Anti gst tag mouse monoclonal antibody

Indirect immunofluorescence assay (IFA) was carried out to determine the cellular localization of BoSBP4. In brief, B. orientalis-infected and normal water buffalo erythrocyte smears were fixed in cold 50% acetone: 50% methanol (v:v) solution for 30 min at -20 °C and then incubated with the anti-rBoSBP4 mouse serum (1:200), the naïve mouse serum (1:200, negative control) or anti-GST tag mouse monoclonal antibody (1:1000, negative control, Proteintech Group) for 1 h at 37 °C. After washing three times with the cold PBS, smears were incubated with the second antibody of Alexa-Fluor® 594-conjugated goat anti-mouse IgG (1:1000 dilution; Invitrogen) for 1 h at 37 °C. For nuclear staining, smears were incubated with Hoechst (1:1000 dilution, Invitrogen). Another negative control consisted of the second antibody only without incubation with the primary antibody. Imaging was performed using fluorescence microscopy.
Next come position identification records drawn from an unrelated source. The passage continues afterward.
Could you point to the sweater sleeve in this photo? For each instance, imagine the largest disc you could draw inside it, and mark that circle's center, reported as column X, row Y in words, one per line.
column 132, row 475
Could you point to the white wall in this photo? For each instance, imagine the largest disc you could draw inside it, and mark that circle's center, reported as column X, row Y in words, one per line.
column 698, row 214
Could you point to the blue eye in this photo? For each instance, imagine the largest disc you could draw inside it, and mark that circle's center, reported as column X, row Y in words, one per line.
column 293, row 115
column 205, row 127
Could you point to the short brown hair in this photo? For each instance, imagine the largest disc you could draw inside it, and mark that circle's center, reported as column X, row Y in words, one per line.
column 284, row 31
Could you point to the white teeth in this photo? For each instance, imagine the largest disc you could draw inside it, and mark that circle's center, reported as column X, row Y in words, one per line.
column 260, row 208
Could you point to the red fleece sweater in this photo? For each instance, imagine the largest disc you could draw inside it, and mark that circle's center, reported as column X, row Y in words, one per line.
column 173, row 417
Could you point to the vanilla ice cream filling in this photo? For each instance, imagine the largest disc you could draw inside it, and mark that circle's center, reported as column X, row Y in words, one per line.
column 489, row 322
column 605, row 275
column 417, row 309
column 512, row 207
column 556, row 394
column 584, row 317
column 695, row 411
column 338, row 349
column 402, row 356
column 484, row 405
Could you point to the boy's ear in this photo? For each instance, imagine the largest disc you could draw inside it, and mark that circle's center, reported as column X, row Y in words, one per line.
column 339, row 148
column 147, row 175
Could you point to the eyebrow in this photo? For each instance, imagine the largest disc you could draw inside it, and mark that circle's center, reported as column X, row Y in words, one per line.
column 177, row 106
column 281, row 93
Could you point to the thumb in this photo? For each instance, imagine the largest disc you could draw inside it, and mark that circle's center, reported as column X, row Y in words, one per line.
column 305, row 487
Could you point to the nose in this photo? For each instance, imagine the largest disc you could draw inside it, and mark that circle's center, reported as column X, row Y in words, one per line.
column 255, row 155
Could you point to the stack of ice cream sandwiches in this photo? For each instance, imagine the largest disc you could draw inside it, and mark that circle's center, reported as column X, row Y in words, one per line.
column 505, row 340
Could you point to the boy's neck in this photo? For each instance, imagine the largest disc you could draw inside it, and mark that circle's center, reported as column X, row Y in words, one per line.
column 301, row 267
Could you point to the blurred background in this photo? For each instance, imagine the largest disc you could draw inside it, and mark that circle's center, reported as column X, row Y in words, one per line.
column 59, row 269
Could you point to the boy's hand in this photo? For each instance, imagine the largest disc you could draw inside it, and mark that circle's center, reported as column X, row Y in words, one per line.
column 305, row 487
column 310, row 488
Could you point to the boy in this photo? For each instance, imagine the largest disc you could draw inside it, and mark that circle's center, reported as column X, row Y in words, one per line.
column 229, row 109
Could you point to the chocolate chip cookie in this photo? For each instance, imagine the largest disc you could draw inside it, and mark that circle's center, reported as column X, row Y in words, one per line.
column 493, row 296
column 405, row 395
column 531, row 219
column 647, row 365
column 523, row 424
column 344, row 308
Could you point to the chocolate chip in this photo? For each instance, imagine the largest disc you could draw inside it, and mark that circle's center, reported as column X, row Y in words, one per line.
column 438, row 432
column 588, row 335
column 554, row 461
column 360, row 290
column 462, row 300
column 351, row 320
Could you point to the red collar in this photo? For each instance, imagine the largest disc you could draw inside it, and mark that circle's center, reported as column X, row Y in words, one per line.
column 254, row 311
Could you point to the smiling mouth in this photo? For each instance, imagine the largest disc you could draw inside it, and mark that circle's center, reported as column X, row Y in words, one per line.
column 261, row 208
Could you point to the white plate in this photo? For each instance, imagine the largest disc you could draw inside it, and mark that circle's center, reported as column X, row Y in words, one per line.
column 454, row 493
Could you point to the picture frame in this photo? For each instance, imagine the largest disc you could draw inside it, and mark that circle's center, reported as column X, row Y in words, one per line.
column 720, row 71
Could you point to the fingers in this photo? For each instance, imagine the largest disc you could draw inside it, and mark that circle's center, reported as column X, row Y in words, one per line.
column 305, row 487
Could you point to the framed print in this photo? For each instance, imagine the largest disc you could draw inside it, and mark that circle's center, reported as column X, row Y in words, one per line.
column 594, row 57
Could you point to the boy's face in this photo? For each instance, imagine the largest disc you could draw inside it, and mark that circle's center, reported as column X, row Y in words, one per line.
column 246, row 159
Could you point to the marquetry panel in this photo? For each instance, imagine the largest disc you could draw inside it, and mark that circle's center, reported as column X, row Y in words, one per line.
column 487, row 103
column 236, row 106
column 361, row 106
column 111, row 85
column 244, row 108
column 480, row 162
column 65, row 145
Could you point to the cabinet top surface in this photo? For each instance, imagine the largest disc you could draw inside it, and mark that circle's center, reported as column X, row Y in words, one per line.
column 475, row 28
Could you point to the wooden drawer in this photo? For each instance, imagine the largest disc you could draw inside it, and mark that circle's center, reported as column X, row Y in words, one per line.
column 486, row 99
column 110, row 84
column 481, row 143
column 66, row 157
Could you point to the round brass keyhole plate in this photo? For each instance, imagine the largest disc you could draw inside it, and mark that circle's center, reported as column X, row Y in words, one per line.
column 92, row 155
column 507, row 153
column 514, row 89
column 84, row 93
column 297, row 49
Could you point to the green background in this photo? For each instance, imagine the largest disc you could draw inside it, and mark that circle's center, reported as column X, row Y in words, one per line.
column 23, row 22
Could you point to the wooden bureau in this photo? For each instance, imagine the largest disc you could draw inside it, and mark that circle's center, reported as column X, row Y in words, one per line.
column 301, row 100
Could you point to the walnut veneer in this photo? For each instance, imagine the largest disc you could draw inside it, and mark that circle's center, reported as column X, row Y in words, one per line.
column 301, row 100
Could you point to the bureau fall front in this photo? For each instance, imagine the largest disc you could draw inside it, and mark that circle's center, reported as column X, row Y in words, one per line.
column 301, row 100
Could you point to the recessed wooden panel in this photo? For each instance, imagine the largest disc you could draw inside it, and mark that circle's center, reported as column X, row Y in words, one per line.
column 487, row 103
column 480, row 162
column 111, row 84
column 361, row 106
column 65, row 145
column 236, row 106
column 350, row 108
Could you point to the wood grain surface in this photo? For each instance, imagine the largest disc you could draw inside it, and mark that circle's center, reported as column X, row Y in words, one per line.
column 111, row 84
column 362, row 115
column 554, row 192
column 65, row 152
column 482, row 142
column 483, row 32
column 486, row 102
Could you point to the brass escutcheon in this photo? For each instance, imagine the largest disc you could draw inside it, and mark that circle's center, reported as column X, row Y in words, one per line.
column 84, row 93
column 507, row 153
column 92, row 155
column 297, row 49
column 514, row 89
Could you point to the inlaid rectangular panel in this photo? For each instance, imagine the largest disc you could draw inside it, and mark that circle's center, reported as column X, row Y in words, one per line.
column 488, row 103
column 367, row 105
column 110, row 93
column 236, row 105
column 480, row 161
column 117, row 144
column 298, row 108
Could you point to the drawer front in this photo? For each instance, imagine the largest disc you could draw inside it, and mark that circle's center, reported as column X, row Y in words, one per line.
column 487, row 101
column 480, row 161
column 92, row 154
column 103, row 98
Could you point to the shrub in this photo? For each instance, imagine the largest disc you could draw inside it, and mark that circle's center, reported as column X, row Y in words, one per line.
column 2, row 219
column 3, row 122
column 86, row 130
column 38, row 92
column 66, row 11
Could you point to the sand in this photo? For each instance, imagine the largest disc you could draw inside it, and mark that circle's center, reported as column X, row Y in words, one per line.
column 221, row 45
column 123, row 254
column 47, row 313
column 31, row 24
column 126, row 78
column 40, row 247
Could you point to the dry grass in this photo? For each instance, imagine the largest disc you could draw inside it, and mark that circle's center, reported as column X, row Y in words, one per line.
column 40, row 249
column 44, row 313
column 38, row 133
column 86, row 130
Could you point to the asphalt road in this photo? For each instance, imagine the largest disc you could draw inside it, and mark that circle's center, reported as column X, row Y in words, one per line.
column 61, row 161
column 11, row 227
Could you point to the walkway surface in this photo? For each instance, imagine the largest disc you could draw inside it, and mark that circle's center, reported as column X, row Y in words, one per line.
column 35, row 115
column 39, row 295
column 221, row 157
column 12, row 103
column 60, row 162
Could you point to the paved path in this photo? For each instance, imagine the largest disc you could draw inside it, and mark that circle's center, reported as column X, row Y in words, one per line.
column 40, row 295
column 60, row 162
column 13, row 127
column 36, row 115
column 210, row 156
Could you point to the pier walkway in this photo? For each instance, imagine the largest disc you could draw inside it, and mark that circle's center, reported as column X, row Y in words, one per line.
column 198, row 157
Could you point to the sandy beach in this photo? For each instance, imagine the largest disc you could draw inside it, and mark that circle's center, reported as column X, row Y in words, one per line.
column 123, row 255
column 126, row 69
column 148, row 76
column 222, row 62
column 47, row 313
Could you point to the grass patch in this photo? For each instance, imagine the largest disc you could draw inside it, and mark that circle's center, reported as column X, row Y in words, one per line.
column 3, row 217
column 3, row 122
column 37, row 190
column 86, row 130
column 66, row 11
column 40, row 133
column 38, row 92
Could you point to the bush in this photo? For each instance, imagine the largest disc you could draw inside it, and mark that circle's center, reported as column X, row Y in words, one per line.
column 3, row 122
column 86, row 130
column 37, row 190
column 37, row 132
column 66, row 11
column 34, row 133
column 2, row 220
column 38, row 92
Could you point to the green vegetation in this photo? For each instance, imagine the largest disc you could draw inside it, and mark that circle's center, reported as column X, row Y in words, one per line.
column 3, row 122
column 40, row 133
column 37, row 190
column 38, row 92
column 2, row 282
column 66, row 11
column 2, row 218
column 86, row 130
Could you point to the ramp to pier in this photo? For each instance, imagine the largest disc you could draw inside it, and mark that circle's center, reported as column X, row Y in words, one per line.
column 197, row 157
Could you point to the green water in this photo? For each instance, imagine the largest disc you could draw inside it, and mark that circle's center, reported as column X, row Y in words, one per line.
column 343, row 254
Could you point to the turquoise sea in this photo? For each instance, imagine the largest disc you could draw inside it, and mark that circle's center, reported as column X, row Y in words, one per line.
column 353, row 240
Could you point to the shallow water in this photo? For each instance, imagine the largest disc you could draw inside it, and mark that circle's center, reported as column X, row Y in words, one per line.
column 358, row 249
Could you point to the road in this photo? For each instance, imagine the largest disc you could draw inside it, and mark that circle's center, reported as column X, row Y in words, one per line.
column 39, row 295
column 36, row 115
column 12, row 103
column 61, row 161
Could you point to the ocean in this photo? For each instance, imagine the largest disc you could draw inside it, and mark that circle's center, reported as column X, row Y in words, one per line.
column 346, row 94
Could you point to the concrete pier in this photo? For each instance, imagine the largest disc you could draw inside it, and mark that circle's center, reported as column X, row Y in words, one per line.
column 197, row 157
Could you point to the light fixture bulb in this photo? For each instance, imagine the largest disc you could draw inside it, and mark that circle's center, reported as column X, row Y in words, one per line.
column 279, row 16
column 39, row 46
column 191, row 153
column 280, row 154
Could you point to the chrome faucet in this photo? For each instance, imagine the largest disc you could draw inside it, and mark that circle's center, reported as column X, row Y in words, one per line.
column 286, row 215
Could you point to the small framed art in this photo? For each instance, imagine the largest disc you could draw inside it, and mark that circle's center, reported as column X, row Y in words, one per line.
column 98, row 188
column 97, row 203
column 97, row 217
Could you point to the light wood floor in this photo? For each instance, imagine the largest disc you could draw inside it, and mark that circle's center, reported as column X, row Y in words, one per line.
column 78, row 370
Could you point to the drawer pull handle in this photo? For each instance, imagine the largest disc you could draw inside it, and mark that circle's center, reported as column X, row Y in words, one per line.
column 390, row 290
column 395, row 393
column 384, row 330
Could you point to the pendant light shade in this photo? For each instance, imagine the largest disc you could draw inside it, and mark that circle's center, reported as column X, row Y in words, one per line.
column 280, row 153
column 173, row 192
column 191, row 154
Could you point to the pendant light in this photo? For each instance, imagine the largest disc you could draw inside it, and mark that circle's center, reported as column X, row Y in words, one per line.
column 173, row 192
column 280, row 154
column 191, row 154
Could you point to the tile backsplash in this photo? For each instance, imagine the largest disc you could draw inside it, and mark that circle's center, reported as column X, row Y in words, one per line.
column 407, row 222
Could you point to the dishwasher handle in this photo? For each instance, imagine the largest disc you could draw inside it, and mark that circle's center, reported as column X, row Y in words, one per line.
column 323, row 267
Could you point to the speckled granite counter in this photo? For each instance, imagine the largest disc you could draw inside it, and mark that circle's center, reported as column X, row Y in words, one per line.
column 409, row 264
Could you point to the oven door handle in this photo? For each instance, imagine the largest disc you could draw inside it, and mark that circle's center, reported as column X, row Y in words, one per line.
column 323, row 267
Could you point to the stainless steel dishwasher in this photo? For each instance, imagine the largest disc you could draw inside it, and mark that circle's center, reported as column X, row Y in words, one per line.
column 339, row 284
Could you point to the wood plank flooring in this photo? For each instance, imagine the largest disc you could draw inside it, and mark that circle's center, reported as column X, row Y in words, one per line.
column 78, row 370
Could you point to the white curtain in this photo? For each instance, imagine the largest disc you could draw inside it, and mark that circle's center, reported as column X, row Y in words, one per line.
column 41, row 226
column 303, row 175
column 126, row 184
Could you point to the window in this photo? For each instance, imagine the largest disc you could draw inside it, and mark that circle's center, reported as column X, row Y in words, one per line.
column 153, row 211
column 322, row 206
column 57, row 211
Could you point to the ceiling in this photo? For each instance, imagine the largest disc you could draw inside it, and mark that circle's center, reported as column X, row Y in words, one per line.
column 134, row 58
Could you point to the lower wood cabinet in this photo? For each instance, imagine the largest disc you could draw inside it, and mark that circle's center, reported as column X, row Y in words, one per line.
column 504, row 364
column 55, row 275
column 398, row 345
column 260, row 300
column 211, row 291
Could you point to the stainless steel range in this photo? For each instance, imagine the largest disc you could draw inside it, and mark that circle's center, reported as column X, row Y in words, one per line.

To evaluate if B. orientalis-infected water buffalo can generate antibodies against SBP4, rBoSBP4 was verified by SDS-PAGE and subsequently blotted on a polyvinylidene fluoride membrane (PVDF, Merck Millipore, Kenny, NJ, USA). The membrane was blocked with 0.05% Tween-20 in tris buffered saline (TBST) plus 5% skimmed milk and then probed separately with the serum from B. orientalis infected water buffalo (1:400) or normal water buffalo. A secondary antibody (1:2000) of horseradish peroxidase (HRP)-conjugated anti-bovine IgG (Bioss, Beijing, China) was used to identify the bound proteins on the blots.
To identify the native form of SBP4 in B. orientalis merozoite, lysates of B. orientalis-infected water buffalo erythrocytes were incubated with the anti-rBoSBP4 mouse serum. Briefly, lysates of B. orientalis-infected and uninfected water buffalo erythrocytes were separated on 12% SDS–PAGE gel, blotted onto a PVDF (Merck Millipore, Kenny, NJ, USA) and probed with the anti-rBoSBP4 mouse serum (1:400) or the serum of naïve mouse or anti-GST tag mouse monoclonal antibody (1:1000, Proteintech Group, Chicago, USA) as controls. The membranes were washed with TBST and then incubated with goat anti-mouse IgG/HRP (1:2000) as secondary antibodies (Bioss). Protein bands on membranes were visualized using the DAB method (ZSGB-BIO, Beijing, China).